Okay, so what if I have some accounts that I don’t want my family to see? Something I want deleted if I die or something happens to me, so my family never gets to see it?
So that’s a great question and there are many people who have accounts that they would like to die with them. We call that a digital death and, in fact, what you should do is discuss that with your estate planner and come up with a plan; it may be asset dependent. So, a good example is Google. Google provides for an inactive account manager that you can use to provide access while you’re incapable or after you die to your Google accounts. They allow you to pick and choose in your use of that tool in granting that access between your Google accounts. So, for example, you could give your family access to your Gmail account because maybe all your travel statements and bank statements are coming in to your Gmail, and you could decline to give them access to your Google Docs account if there are private papers that you have stored there that you don’t want them to have.
So can my executor, my trustee, manage all of my online content or my blog, either when I’m no longer competent or after I die?
So, first of all, they won’t be able to manage anything unless you’ve planned for that and you’ve put that in your documents. And second, depending on the account, even if you want them to manage it, they may not be able to. So, tech companies would recoil at the notion of your managing many of those accounts. Facebook is a good example. Facebook doesn’t want anyone to manage your Facebook account. They want you to use the legacy contact tool to allow your fiduciary to memorialize or terminate the account. They view management — they being many of these social media companies- — as impersonators. But you can certainly plan for access to accounts that need to be managed with your fiduciary if it’s appropriate to grant your fiduciary access or someone else.
So, I have a lot of passwords. How should I be keeping track of all my passwords?
I’ve lost track of what the average number of passwords people have; I think it’s upwards of 75 these days, so you’re not alone. I tell clients to use a password manager because I think that’s the best way to use robust passwords, not use the ones they list every year. You know the one, two, three and “password” is the worst password. And it will allow you to give a master password to a family member, and therefore they will be able to access or delete all the accounts when you can’t do that.
So, I’ve heard a lot about encrypted data and data keys. Can you help us understand what that is and how we should be handling those keys?

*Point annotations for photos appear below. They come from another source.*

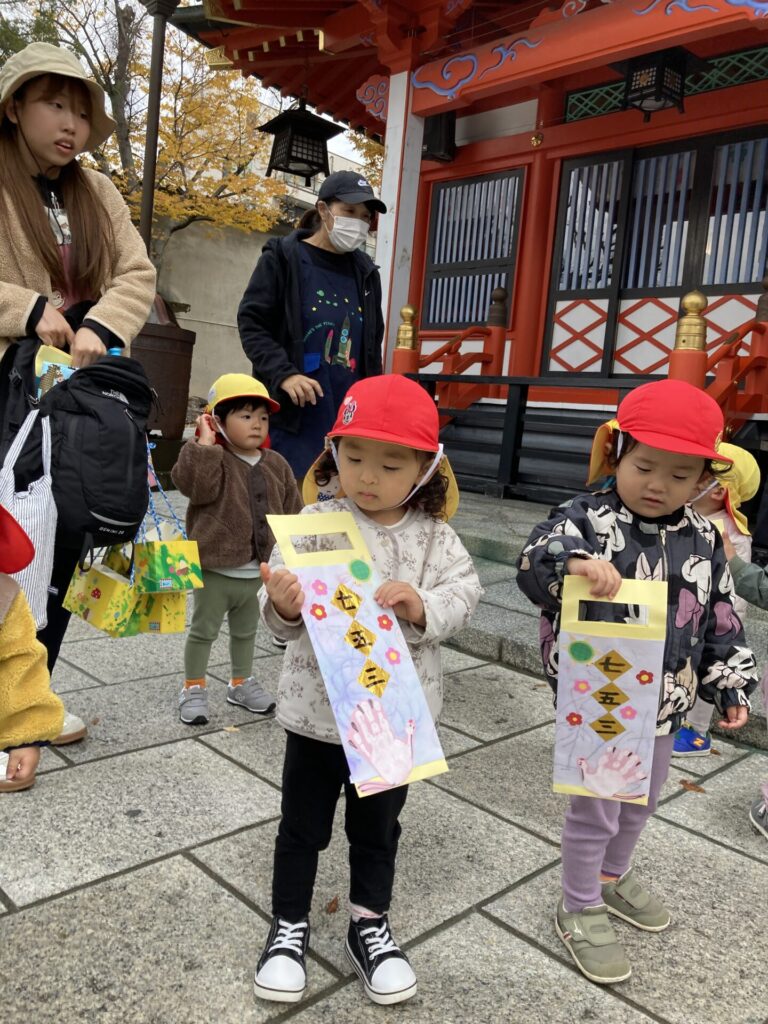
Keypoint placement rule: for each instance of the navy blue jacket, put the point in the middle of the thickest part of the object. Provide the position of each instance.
(269, 320)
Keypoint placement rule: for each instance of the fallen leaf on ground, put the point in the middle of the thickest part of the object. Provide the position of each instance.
(691, 786)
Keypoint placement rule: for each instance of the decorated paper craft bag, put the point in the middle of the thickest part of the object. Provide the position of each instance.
(161, 612)
(103, 598)
(608, 688)
(167, 566)
(384, 723)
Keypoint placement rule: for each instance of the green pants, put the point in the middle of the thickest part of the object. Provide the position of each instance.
(239, 600)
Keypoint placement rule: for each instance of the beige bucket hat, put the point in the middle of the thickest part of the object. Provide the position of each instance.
(44, 58)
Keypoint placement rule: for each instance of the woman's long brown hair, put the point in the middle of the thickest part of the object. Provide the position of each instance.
(92, 239)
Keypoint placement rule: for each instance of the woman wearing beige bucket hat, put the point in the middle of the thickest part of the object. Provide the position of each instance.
(73, 268)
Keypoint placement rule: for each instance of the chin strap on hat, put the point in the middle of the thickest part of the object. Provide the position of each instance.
(431, 470)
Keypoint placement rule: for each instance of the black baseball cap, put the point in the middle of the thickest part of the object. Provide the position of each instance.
(349, 186)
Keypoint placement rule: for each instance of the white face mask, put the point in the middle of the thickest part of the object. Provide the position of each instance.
(348, 233)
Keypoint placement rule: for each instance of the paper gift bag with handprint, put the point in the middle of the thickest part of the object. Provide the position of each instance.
(384, 723)
(610, 666)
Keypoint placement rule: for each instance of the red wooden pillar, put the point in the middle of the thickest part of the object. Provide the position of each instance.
(537, 239)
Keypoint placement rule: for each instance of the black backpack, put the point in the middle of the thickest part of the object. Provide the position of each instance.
(98, 437)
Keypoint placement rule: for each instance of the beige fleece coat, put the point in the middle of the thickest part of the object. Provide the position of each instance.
(127, 295)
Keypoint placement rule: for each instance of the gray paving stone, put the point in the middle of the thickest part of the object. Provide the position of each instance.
(97, 819)
(491, 572)
(721, 812)
(508, 595)
(49, 761)
(442, 867)
(483, 635)
(120, 659)
(68, 679)
(717, 899)
(260, 748)
(142, 713)
(493, 701)
(512, 778)
(476, 972)
(455, 742)
(161, 945)
(458, 660)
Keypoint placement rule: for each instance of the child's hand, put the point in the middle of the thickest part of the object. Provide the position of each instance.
(736, 717)
(603, 577)
(402, 599)
(86, 347)
(730, 551)
(22, 763)
(285, 592)
(52, 329)
(206, 429)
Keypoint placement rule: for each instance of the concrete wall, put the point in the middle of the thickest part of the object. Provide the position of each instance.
(208, 268)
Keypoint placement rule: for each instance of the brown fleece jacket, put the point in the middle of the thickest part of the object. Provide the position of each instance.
(228, 502)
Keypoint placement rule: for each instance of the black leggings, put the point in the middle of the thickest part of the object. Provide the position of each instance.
(65, 560)
(312, 776)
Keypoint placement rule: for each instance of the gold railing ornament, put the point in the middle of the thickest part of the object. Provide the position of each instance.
(407, 330)
(690, 333)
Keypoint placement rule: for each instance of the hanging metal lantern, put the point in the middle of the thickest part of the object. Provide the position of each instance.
(300, 144)
(656, 81)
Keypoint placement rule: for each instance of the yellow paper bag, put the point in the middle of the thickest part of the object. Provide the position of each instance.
(102, 598)
(161, 612)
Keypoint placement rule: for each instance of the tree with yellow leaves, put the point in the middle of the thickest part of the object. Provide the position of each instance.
(209, 150)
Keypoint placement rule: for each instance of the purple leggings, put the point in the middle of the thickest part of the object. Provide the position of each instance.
(600, 835)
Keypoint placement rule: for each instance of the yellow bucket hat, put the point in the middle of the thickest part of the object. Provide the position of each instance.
(44, 58)
(741, 480)
(239, 386)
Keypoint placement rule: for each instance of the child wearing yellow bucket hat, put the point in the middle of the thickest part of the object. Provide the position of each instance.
(385, 465)
(720, 502)
(232, 481)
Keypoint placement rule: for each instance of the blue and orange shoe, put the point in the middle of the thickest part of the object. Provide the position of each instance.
(689, 743)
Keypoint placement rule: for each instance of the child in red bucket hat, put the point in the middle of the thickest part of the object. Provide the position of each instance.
(657, 451)
(384, 464)
(30, 713)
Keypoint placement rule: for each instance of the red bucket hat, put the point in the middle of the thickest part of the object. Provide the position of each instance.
(672, 416)
(393, 409)
(16, 550)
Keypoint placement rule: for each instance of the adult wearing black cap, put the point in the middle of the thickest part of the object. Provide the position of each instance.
(310, 320)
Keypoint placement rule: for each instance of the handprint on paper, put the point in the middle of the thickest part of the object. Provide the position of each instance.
(616, 771)
(372, 736)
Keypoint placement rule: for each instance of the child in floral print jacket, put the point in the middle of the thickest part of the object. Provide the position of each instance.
(659, 449)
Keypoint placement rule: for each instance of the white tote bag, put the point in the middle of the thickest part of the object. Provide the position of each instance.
(35, 511)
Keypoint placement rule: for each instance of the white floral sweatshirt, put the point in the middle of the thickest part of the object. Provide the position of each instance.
(417, 550)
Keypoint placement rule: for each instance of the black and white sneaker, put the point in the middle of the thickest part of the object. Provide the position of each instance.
(281, 974)
(381, 965)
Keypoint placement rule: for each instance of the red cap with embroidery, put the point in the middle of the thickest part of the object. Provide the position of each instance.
(674, 416)
(16, 550)
(389, 408)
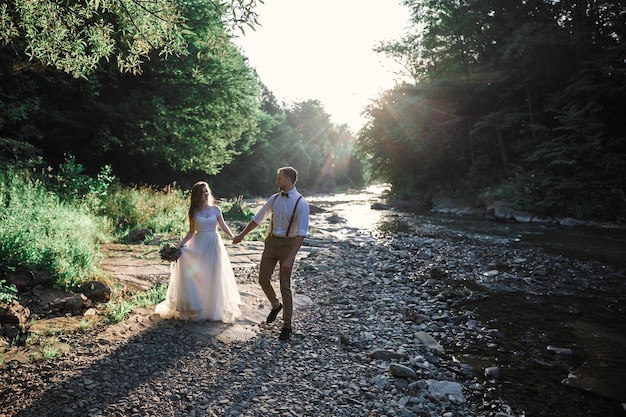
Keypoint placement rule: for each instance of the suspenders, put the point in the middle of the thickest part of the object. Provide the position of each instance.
(290, 220)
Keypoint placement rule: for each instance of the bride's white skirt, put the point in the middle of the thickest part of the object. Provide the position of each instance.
(202, 283)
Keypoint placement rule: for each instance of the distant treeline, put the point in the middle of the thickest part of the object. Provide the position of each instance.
(516, 100)
(520, 100)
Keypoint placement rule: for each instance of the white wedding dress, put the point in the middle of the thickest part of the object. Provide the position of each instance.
(202, 283)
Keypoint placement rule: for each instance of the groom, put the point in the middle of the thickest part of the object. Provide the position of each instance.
(289, 226)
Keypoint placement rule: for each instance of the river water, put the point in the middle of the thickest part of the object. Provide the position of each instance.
(563, 319)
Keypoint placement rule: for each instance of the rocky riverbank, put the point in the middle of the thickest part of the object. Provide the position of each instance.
(379, 325)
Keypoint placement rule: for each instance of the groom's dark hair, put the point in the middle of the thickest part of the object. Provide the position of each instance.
(290, 172)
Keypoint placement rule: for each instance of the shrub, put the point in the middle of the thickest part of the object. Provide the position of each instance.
(40, 232)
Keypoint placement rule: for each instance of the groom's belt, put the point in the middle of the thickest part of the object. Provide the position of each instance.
(282, 237)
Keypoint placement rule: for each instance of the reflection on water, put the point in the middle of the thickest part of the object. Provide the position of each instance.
(588, 320)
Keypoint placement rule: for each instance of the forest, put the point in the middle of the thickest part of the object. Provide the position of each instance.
(519, 101)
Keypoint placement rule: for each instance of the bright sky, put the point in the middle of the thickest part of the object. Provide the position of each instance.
(322, 50)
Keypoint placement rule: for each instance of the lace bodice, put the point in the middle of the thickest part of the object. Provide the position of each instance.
(206, 220)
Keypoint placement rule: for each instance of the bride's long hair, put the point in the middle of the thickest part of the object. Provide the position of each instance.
(195, 200)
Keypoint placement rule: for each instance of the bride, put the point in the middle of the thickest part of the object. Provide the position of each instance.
(202, 283)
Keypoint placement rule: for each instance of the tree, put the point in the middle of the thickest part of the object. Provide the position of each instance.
(75, 37)
(531, 89)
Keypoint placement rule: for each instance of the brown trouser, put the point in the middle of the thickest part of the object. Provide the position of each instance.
(276, 250)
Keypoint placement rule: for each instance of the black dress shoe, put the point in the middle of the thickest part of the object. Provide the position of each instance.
(272, 316)
(285, 334)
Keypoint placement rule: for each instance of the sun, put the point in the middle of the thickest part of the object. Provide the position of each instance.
(322, 50)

Sure, that’s a great question. So, all of us who use a phone are familiar with encryption because the passcode you enter into the phone is simply an encryption key. If you have a work laptop, you’re probably required to enter an encryption key to access it, and if you don’t have the key, then effectively that device becomes the equivalent of a brick. This is particularly important with valuable data files, such as the private keys to cryptocurrency. With cryptocurrency, if you don’t have the encryption key or the private key, you lose access to that underlying currency, the crypto token, and you can’t move it to someone else. Likewise, if you’re storing documents or photos in cloud accounts and you’re accessing those accounts with a password, that’s an encryption key. If you don’t have the key, you’re going to lose access to the data and there’s actually a famous example of that: Leonard Bernstein supposedly wrote his memoir, stored it on his — I can’t remember if it was a laptop or computer — and died with that encryption key having not given anyone access. So, his memoir, which could be published and could be of value to his family, is no longer accessible.
Wow. Well, those are great stories and really helpful information. Thank you so much, Suzy, for helping us understand how to manage our digital assets.